Safe and Reliable Two-Stage Online Offloading Algorithm for Transportation Cyber-Physical Systems

In order to address the issue of insufficient task offloading decisions in vehicle networks of transportation cyber-physical systems (TCPS) because of multitasking and resource constraints, this study presents a quasi-Newton deep reinforcement learning-based two-stage online offloading (QNRLO) algorithm. Computer simulation experiments show that the approach performs exceptionally well in terms of convergence under various conditions and parameter configurations. Most of the trials are carried out in a simulated setting, and further real-world scenarios may be required to confirm the algorithm’s efficacy.
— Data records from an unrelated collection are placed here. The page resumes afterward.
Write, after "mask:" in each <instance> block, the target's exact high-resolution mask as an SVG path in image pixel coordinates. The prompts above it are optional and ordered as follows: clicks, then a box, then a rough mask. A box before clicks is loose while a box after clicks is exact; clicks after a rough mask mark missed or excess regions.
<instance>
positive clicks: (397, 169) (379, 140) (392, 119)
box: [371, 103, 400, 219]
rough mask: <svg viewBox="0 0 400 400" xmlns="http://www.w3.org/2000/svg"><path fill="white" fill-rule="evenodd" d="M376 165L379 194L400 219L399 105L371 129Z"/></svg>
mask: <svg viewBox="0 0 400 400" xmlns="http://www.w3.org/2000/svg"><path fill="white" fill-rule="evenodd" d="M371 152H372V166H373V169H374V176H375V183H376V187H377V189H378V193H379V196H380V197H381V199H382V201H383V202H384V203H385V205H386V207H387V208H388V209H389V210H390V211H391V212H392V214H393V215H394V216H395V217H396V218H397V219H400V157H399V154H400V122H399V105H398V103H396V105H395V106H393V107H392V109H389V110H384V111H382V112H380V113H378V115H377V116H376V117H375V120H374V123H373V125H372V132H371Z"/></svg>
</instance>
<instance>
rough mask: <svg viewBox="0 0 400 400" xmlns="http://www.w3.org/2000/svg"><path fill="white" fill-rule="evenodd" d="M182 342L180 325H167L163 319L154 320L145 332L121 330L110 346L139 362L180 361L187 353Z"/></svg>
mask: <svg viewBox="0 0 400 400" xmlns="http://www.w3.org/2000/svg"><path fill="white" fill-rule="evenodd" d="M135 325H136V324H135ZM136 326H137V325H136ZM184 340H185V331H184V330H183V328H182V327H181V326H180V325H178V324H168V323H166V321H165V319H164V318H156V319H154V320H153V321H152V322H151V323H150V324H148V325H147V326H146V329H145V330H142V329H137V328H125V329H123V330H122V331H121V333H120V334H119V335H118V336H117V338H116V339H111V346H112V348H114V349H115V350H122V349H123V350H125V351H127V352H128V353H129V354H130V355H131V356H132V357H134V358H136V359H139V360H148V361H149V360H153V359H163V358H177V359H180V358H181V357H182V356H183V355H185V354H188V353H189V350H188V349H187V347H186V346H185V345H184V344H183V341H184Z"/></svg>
This methodology initially implements batch normalization techniques to enhance the training process of the deep neural network, subsequently utilizing the quasi-Newton method for optimization to successfully approximate the ideal answer. According to the experimental results, the QNRLO algorithm’s loss function and normalized computation rate have converged after 2,000 iterations, demonstrating the algorithm’s excellent stability and dependability. The findings demonstrate that the computational load and training time can be further optimized by appropriately adjusting certain parameters without compromising convergence performance. Furthermore, the technique incorporates system transmission time allocation into the TCPS model, hence augmenting the model’s practicality. The proposed approach markedly enhances the efficiency and stability of job offloading compared to previous algorithms, effectively addressing task offloading challenges in TCPS and exhibiting considerable applicability and reliability.